Treatment and prognosis
Antibiotic therapy forms the mainstay of treatment of Lyme carditis and should not be delayed awaiting the results of serologic tests. Prompt antibiotic treatment prevents the later chronic complications of Lyme disease. However, there is no evidence that antibiotic treatment shortens the duration of cardiac manifestations, or quickens the resolution of the heart block. 19 There are no head-to-head trials to identify the optimal antibiotic regimen for Lyme carditis. However, guidelines of the Infectious Diseases Society of America recommend that patients who are symptomatic (e.g. chest pain, syncope, etc.), have a first-degree heart block with a PR interval >300 ms, or have a second- or third-degree atrioventricular block, should be monitored on telemetry and treated with parenteral antibiotics like ceftriaxone, cefotaxime, or penicillin G. Typically intravenous antibiotics are continued till the heart block resolves, after which the patient can be switched to oral antibiotics such as doxycycline, amoxicillin, or cefuroxime axetil, for a total duration of 21 days.
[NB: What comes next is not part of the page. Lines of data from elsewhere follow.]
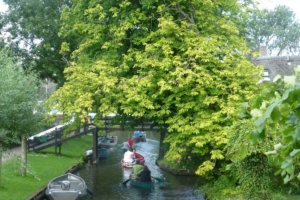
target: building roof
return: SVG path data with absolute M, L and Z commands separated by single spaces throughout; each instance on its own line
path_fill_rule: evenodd
M 293 75 L 294 68 L 300 65 L 300 56 L 261 56 L 253 59 L 252 62 L 262 65 L 273 80 L 276 75 Z

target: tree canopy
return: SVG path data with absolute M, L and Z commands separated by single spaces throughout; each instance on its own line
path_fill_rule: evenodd
M 247 29 L 248 42 L 254 50 L 264 46 L 269 54 L 277 55 L 283 51 L 291 54 L 299 51 L 300 23 L 286 6 L 253 10 L 247 20 Z
M 26 173 L 26 138 L 37 127 L 40 115 L 37 77 L 22 69 L 21 61 L 14 59 L 6 49 L 0 51 L 0 155 L 3 146 L 13 138 L 22 138 L 21 173 Z M 0 161 L 1 161 L 0 157 Z M 1 163 L 0 163 L 1 164 Z M 1 172 L 0 172 L 1 173 Z M 1 174 L 0 174 L 1 175 Z
M 29 134 L 34 127 L 39 85 L 36 76 L 25 72 L 21 62 L 0 51 L 0 127 L 15 134 Z
M 242 8 L 235 0 L 73 1 L 60 34 L 78 48 L 50 102 L 82 118 L 152 119 L 168 130 L 166 158 L 203 175 L 225 159 L 228 127 L 260 79 L 238 30 Z
M 24 68 L 29 65 L 41 78 L 51 78 L 62 84 L 63 70 L 69 57 L 60 54 L 58 36 L 60 16 L 69 0 L 4 0 L 8 11 L 4 14 L 2 31 L 9 45 L 23 58 Z

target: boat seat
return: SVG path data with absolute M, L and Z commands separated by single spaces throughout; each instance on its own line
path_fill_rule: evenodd
M 52 184 L 51 189 L 61 189 L 61 184 Z
M 72 187 L 71 187 L 71 181 L 62 181 L 61 182 L 61 189 L 63 190 L 70 190 Z
M 49 194 L 55 200 L 76 199 L 79 196 L 78 191 L 74 191 L 74 190 L 62 191 L 61 189 L 51 190 Z

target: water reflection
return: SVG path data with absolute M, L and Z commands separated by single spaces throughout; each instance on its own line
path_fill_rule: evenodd
M 118 136 L 118 145 L 109 150 L 109 157 L 101 160 L 97 165 L 86 165 L 79 175 L 86 180 L 87 185 L 94 192 L 92 199 L 97 200 L 203 200 L 201 194 L 196 194 L 198 187 L 194 177 L 177 177 L 165 173 L 155 164 L 158 156 L 158 135 L 147 133 L 147 142 L 138 143 L 137 152 L 145 157 L 145 164 L 154 177 L 165 177 L 167 183 L 155 184 L 153 190 L 143 190 L 134 187 L 124 187 L 122 182 L 127 180 L 131 169 L 123 169 L 120 161 L 123 157 L 121 144 L 127 140 L 128 133 L 114 132 Z M 195 187 L 195 188 L 194 188 Z M 86 197 L 87 199 L 91 199 Z

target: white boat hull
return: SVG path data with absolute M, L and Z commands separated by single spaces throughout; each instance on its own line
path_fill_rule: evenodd
M 81 177 L 67 173 L 51 180 L 46 194 L 53 200 L 76 200 L 87 194 L 87 186 Z

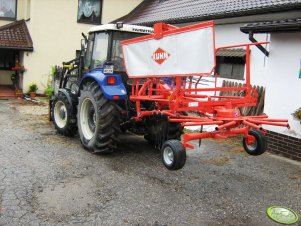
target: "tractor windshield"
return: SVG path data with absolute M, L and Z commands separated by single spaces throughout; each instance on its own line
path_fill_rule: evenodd
M 114 70 L 125 71 L 120 41 L 126 40 L 126 39 L 131 39 L 131 38 L 136 38 L 136 37 L 143 36 L 143 35 L 146 35 L 146 34 L 121 32 L 121 31 L 113 32 L 111 61 L 114 63 Z
M 87 48 L 87 65 L 90 66 L 90 69 L 103 67 L 103 64 L 108 59 L 108 43 L 109 43 L 109 34 L 107 32 L 96 33 L 91 36 Z M 90 37 L 89 37 L 90 39 Z M 94 39 L 94 42 L 93 42 Z M 89 62 L 89 58 L 92 60 Z
M 124 31 L 91 33 L 87 46 L 85 67 L 90 70 L 101 68 L 107 60 L 110 60 L 114 63 L 115 71 L 125 71 L 120 41 L 142 35 L 145 34 Z

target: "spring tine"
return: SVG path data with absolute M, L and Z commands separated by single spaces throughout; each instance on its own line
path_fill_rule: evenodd
M 200 129 L 200 133 L 203 132 L 203 126 L 201 126 L 201 129 Z M 199 147 L 201 147 L 201 144 L 202 144 L 202 139 L 199 139 Z

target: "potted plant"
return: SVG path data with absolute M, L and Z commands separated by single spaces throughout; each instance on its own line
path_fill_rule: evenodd
M 21 89 L 16 88 L 15 89 L 15 94 L 16 94 L 16 97 L 19 97 L 19 98 L 23 97 L 23 93 L 22 93 Z
M 35 98 L 37 96 L 38 85 L 34 82 L 29 84 L 29 95 L 31 98 Z
M 299 107 L 294 113 L 292 113 L 292 115 L 301 123 L 301 107 Z

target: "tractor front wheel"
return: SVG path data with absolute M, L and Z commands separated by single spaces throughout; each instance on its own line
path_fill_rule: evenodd
M 186 162 L 186 150 L 179 140 L 168 140 L 162 145 L 162 161 L 169 170 L 182 169 Z
M 249 136 L 253 139 L 252 141 L 247 141 L 247 138 L 243 138 L 243 146 L 245 151 L 249 155 L 261 155 L 267 149 L 267 140 L 265 135 L 259 130 L 250 130 Z
M 80 92 L 78 132 L 83 146 L 93 153 L 117 148 L 121 111 L 107 100 L 96 82 L 87 83 Z
M 72 137 L 76 133 L 76 113 L 68 98 L 63 93 L 52 102 L 52 117 L 58 133 Z

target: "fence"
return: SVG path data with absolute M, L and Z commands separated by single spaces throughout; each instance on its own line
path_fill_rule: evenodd
M 243 87 L 244 84 L 238 82 L 232 82 L 228 80 L 224 80 L 222 87 Z M 257 105 L 254 107 L 241 107 L 240 112 L 241 115 L 260 115 L 263 113 L 264 108 L 264 97 L 265 97 L 265 88 L 263 86 L 253 86 L 258 93 Z M 221 91 L 220 95 L 227 96 L 244 96 L 245 93 L 243 91 Z

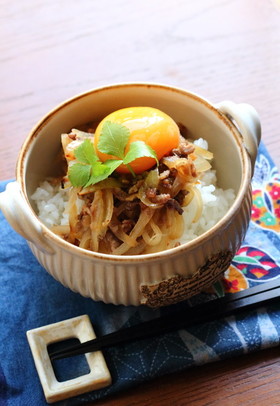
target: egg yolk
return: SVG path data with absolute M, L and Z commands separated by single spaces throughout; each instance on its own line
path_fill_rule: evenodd
M 98 150 L 98 140 L 105 121 L 122 124 L 129 129 L 130 138 L 125 153 L 129 150 L 129 145 L 132 142 L 144 141 L 156 152 L 157 158 L 160 160 L 179 144 L 179 127 L 167 114 L 152 107 L 124 108 L 105 117 L 96 129 L 94 144 L 102 162 L 108 159 L 118 159 L 118 157 L 104 154 Z M 155 160 L 150 157 L 141 157 L 135 159 L 129 165 L 135 173 L 141 173 L 152 168 L 155 165 Z M 129 169 L 125 165 L 120 165 L 116 171 L 129 173 Z

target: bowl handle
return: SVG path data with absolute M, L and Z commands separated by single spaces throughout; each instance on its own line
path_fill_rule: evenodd
M 13 229 L 40 250 L 53 254 L 47 243 L 40 223 L 34 218 L 31 208 L 24 200 L 18 182 L 10 182 L 0 193 L 0 209 Z
M 253 106 L 247 103 L 236 104 L 231 101 L 223 101 L 216 104 L 216 107 L 239 129 L 251 158 L 253 173 L 261 140 L 261 123 L 258 113 Z

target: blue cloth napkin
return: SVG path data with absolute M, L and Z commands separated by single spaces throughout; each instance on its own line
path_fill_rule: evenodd
M 0 183 L 0 191 L 7 182 Z M 261 145 L 253 178 L 253 211 L 245 241 L 222 280 L 220 294 L 280 277 L 280 176 Z M 0 405 L 47 404 L 26 339 L 26 331 L 88 314 L 97 335 L 186 308 L 188 302 L 161 310 L 94 302 L 54 280 L 33 257 L 25 240 L 0 213 Z M 208 300 L 200 294 L 191 301 Z M 224 320 L 174 331 L 153 339 L 103 351 L 111 386 L 58 405 L 82 405 L 163 374 L 276 346 L 280 301 Z M 87 371 L 84 357 L 61 361 L 57 375 L 66 380 Z

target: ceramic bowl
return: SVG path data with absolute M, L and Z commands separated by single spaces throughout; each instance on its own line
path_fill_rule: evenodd
M 137 105 L 156 107 L 185 125 L 191 138 L 205 138 L 214 153 L 219 186 L 233 188 L 236 199 L 213 228 L 167 251 L 114 256 L 73 246 L 38 219 L 30 196 L 40 181 L 56 174 L 61 133 Z M 40 264 L 64 286 L 105 303 L 166 306 L 214 283 L 240 247 L 250 221 L 250 184 L 260 136 L 258 115 L 248 104 L 214 105 L 159 84 L 97 88 L 65 101 L 33 128 L 18 157 L 16 181 L 0 194 L 0 207 Z

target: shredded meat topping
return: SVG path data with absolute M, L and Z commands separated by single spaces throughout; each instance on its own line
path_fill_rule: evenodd
M 123 210 L 119 216 L 120 220 L 132 219 L 135 220 L 140 214 L 141 208 L 139 201 L 125 202 Z
M 133 221 L 131 219 L 125 219 L 122 221 L 122 224 L 121 224 L 121 227 L 126 234 L 129 234 L 134 226 L 135 226 L 135 221 Z
M 110 230 L 106 232 L 104 240 L 104 242 L 110 247 L 111 252 L 121 244 L 120 240 Z
M 114 189 L 113 193 L 114 193 L 114 196 L 120 201 L 125 201 L 128 196 L 128 194 L 122 189 Z
M 177 176 L 176 169 L 168 169 L 164 164 L 159 167 L 159 189 L 171 189 L 173 182 Z
M 180 190 L 180 192 L 177 193 L 177 196 L 175 197 L 175 199 L 180 204 L 180 206 L 183 205 L 184 199 L 185 199 L 185 197 L 187 196 L 188 193 L 189 192 L 187 190 Z
M 157 194 L 156 188 L 148 188 L 146 190 L 146 196 L 152 203 L 156 204 L 165 204 L 171 198 L 168 193 Z
M 143 185 L 144 183 L 144 179 L 140 179 L 138 180 L 135 185 L 133 185 L 129 190 L 128 190 L 128 194 L 133 194 L 133 193 L 137 193 L 138 190 L 140 189 L 140 187 Z
M 169 175 L 170 175 L 170 170 L 166 169 L 159 174 L 159 180 L 164 180 L 164 179 L 168 178 Z
M 194 146 L 189 143 L 184 137 L 180 137 L 180 143 L 177 148 L 172 150 L 173 155 L 177 155 L 179 157 L 187 157 L 189 154 L 194 152 Z
M 68 134 L 68 137 L 71 139 L 71 140 L 75 140 L 76 138 L 77 138 L 77 135 L 75 134 L 75 133 L 70 133 L 70 134 Z
M 183 214 L 183 212 L 184 212 L 184 210 L 180 206 L 180 203 L 175 199 L 169 199 L 166 202 L 166 207 L 168 207 L 169 209 L 176 210 L 179 214 Z

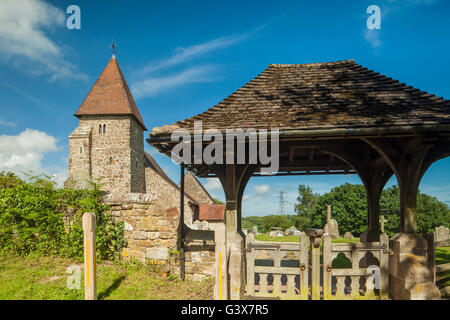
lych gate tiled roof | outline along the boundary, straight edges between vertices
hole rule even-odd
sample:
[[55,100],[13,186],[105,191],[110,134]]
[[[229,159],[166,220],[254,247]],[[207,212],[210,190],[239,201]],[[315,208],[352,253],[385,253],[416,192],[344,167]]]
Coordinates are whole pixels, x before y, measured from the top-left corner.
[[406,86],[355,63],[272,64],[228,98],[192,118],[154,128],[192,132],[255,128],[280,130],[395,127],[450,123],[450,101]]
[[145,129],[144,121],[114,55],[75,115],[132,115]]

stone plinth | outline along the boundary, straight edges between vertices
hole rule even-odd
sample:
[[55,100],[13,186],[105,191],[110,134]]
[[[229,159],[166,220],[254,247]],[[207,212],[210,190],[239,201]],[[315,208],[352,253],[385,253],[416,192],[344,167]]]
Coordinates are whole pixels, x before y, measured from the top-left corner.
[[427,259],[427,241],[418,234],[397,233],[389,247],[389,297],[394,300],[440,299]]

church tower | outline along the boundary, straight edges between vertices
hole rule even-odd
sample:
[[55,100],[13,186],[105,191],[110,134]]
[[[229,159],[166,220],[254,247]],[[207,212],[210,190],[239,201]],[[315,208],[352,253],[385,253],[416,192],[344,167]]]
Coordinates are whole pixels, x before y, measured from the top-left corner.
[[75,116],[69,136],[68,188],[100,183],[111,193],[144,193],[144,121],[112,56]]

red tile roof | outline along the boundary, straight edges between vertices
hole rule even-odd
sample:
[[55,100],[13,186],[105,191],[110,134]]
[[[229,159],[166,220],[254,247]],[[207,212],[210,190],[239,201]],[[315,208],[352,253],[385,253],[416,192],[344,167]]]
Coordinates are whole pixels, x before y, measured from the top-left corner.
[[84,115],[131,115],[147,130],[114,55],[75,113]]
[[198,206],[198,220],[222,221],[225,219],[225,205],[210,204]]

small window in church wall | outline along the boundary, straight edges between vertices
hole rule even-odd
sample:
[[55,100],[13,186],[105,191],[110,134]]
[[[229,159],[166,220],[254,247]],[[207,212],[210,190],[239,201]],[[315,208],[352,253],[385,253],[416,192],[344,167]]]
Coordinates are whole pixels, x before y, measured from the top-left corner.
[[102,134],[102,125],[101,124],[98,125],[98,134]]
[[80,147],[80,154],[83,154],[83,147]]
[[109,165],[112,165],[112,161],[113,161],[112,157],[109,157]]
[[106,124],[103,125],[103,134],[106,134]]

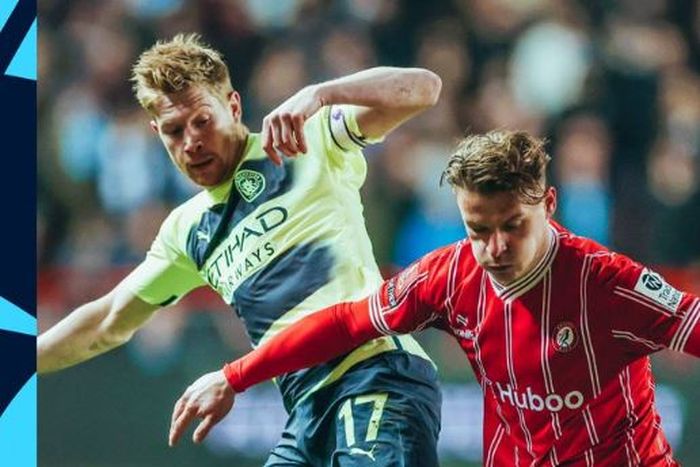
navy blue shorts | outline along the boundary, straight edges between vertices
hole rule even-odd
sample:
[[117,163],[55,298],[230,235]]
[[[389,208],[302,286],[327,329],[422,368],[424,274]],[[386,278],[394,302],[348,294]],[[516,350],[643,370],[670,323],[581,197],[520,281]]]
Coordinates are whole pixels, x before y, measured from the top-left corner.
[[265,466],[437,466],[441,402],[430,362],[381,354],[292,409]]

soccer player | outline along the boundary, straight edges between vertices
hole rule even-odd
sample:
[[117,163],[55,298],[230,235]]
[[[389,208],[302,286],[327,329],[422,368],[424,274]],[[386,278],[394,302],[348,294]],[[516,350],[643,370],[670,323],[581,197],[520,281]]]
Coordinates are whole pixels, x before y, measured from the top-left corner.
[[[133,82],[173,163],[204,190],[172,211],[114,290],[39,337],[40,373],[127,342],[156,310],[203,285],[258,346],[381,284],[358,193],[361,150],[432,106],[438,76],[382,67],[311,85],[268,115],[262,134],[243,125],[222,57],[195,35],[145,51]],[[290,417],[266,465],[437,465],[441,396],[425,352],[411,336],[347,350],[277,380]]]
[[171,430],[279,372],[433,326],[457,339],[482,386],[485,465],[677,465],[649,354],[700,356],[700,299],[553,222],[548,161],[524,132],[465,138],[443,178],[467,239],[200,378]]

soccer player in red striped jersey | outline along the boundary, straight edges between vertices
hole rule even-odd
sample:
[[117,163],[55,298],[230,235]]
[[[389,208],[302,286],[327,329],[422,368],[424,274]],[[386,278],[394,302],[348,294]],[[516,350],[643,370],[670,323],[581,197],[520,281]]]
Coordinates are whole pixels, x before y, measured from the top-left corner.
[[457,339],[483,389],[484,465],[677,465],[649,355],[700,356],[700,299],[552,221],[548,162],[524,132],[465,138],[443,177],[467,239],[200,378],[172,429],[277,374],[432,326]]

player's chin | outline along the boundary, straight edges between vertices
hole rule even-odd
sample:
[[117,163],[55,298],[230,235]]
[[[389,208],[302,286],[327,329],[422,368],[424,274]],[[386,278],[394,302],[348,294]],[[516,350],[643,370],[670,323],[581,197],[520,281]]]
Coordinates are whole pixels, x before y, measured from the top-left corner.
[[210,164],[208,167],[192,168],[188,170],[187,175],[195,184],[204,188],[211,188],[224,181],[225,173],[221,168],[217,168],[215,164]]
[[503,285],[508,285],[518,278],[518,272],[514,266],[492,267],[488,268],[488,271]]

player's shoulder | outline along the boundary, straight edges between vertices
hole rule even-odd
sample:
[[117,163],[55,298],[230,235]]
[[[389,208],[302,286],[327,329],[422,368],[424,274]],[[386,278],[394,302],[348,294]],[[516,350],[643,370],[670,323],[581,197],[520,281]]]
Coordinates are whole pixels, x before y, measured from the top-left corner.
[[209,193],[202,190],[191,196],[184,202],[173,208],[161,225],[161,232],[165,230],[179,230],[190,225],[205,213],[212,205],[216,204]]
[[464,280],[479,268],[468,239],[433,250],[414,264],[421,273],[427,275],[430,286],[437,288],[444,288],[450,277],[460,277],[460,281]]
[[557,236],[560,254],[570,261],[590,261],[614,254],[595,240],[576,235],[554,221],[551,221],[550,225]]
[[638,275],[643,268],[628,256],[595,240],[575,235],[556,223],[552,225],[559,237],[560,255],[572,270],[581,271],[591,281],[611,284],[621,277]]
[[463,259],[461,256],[465,256],[468,261],[472,255],[463,255],[465,249],[467,253],[471,253],[469,240],[466,238],[431,251],[420,259],[420,263],[424,269],[434,271],[445,269],[458,259]]

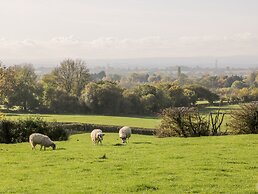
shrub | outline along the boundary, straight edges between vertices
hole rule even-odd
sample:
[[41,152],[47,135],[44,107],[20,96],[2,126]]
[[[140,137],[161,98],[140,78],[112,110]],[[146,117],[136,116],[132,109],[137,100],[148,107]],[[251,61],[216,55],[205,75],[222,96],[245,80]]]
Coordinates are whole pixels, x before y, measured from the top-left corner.
[[6,120],[0,121],[0,143],[12,142],[13,126],[14,126],[14,123],[11,121],[6,121]]
[[161,125],[156,131],[159,137],[192,137],[210,134],[209,122],[194,108],[164,109],[161,117]]
[[18,121],[0,121],[0,143],[26,142],[30,134],[42,133],[54,141],[67,140],[69,133],[56,123],[47,123],[39,117]]
[[258,134],[258,102],[243,104],[233,110],[229,126],[236,134]]

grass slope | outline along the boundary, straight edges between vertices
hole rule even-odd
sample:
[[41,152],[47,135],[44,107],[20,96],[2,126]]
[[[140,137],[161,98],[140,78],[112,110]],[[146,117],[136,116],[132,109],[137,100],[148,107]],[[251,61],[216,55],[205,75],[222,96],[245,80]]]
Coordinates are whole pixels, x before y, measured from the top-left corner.
[[[32,151],[0,144],[0,193],[255,193],[258,135],[156,138],[133,135],[119,146],[89,134]],[[38,148],[39,149],[39,148]],[[101,159],[106,154],[107,159]],[[258,191],[257,191],[258,192]]]

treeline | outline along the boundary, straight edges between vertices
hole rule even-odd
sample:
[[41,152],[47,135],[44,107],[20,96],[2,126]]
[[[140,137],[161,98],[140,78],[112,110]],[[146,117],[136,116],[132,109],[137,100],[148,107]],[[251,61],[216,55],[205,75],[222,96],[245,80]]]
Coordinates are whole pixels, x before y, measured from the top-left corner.
[[199,85],[208,88],[220,96],[222,102],[243,103],[258,100],[258,71],[246,70],[242,75],[200,75],[191,76],[178,72],[177,75],[171,72],[164,73],[143,73],[135,72],[128,75],[108,74],[104,71],[94,74],[95,80],[109,80],[118,82],[119,85],[131,88],[139,84],[154,84],[161,82],[178,81],[180,86]]
[[[98,76],[102,79],[96,79]],[[7,109],[26,112],[113,115],[147,115],[168,107],[192,106],[197,100],[219,100],[205,87],[181,85],[177,80],[125,88],[104,77],[90,74],[82,60],[64,60],[41,77],[32,65],[0,65],[0,100]]]

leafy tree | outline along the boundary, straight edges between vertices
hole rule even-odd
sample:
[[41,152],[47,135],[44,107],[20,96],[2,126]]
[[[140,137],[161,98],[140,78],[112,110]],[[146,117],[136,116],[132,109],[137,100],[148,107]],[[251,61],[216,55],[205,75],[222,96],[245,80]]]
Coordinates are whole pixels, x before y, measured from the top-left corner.
[[251,72],[247,78],[246,78],[246,82],[249,84],[249,86],[253,85],[256,81],[256,76],[257,76],[257,72],[253,71]]
[[219,96],[217,94],[211,92],[210,90],[208,90],[207,88],[204,88],[202,86],[189,85],[186,88],[194,91],[198,99],[200,99],[200,100],[205,99],[210,104],[212,104],[213,101],[215,101],[215,100],[219,100]]
[[100,71],[99,73],[94,73],[91,74],[91,80],[97,82],[103,80],[103,78],[106,77],[106,72],[105,71]]
[[248,102],[251,100],[250,91],[248,88],[242,88],[238,90],[238,95],[242,102]]
[[105,80],[111,82],[120,82],[121,76],[118,74],[108,74]]
[[123,91],[123,104],[121,111],[126,114],[142,114],[143,106],[140,96],[132,90]]
[[136,83],[146,83],[146,82],[148,82],[148,78],[149,78],[149,74],[132,73],[128,77],[128,80],[131,82],[136,82]]
[[13,68],[7,68],[0,64],[0,101],[2,101],[3,104],[8,102],[8,96],[14,92],[15,81]]
[[83,105],[80,104],[76,96],[69,95],[64,90],[53,87],[45,87],[43,96],[43,106],[54,113],[80,113]]
[[148,77],[148,82],[160,82],[161,81],[161,76],[153,74]]
[[252,100],[254,101],[257,101],[258,100],[258,88],[253,88],[251,90],[251,97],[252,97]]
[[93,113],[117,114],[123,100],[122,89],[113,82],[89,83],[82,92],[81,101]]
[[243,81],[234,81],[231,85],[231,88],[236,88],[236,89],[242,89],[246,87],[245,83]]
[[53,72],[57,86],[65,92],[80,97],[81,91],[90,80],[85,61],[66,59]]
[[226,77],[224,87],[231,87],[231,85],[235,81],[243,81],[243,78],[241,76],[238,76],[238,75],[233,75],[233,76]]
[[139,96],[144,113],[156,113],[163,108],[164,95],[159,88],[143,84],[133,88],[133,92]]
[[21,106],[23,110],[36,109],[39,106],[37,75],[32,65],[13,66],[14,83],[12,93],[7,96],[8,107]]

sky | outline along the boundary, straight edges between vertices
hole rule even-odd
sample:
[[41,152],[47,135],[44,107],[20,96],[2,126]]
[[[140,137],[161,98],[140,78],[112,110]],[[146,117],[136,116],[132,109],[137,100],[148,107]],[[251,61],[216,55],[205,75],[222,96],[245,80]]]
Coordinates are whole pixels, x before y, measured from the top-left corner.
[[0,0],[0,60],[258,56],[257,0]]

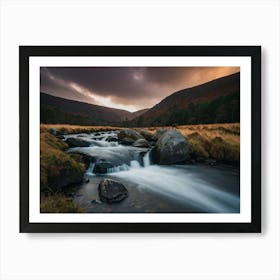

Asymptomatic patients with first degree heart block and a PR interval <300 ms can be treated with oral therapy from the outset. 19
Conduction abnormalities secondary to Lyme carditis usually run a benign course and have a favorable prognosis. Patients with high degree heart block and/or who are symptomatic might require temporary pacemaker support. 20 However, permanent pacing is rarely, if ever required in instances of persistent heart block. 21 Heart block can persist up to 6 weeks and often resolves spontaneously, with no risk of recurrence in the future. 12
Conclusion
Complete heart block is usually an ominous finding that might require placement of a permanent pacemaker. Lyme carditis is a reversible cause of cardiac conduction abnormalities that should definitely be considered in the differential diagnosis of heart block before resorting to permanent pacemaker implantation, especially in patients from endemic areas. An erroneous diagnosis denies timely antibiotic treatment for the patient, and has enormous cost implications. A suggestive history and physical exam, coupled with positive serologic tests helps in the diagnosis. Clinicians should be cognizant of the fact that Lyme carditis could be the first and only presentation of Lyme disease. Early antibiotic treatment stops disease progression and prevents future complications.
Footnotes
Declaration of conflicting interests
None declared.
Funding
This research received no specific grant from any funding agency in the public, commercial, or not-for-profit sectors.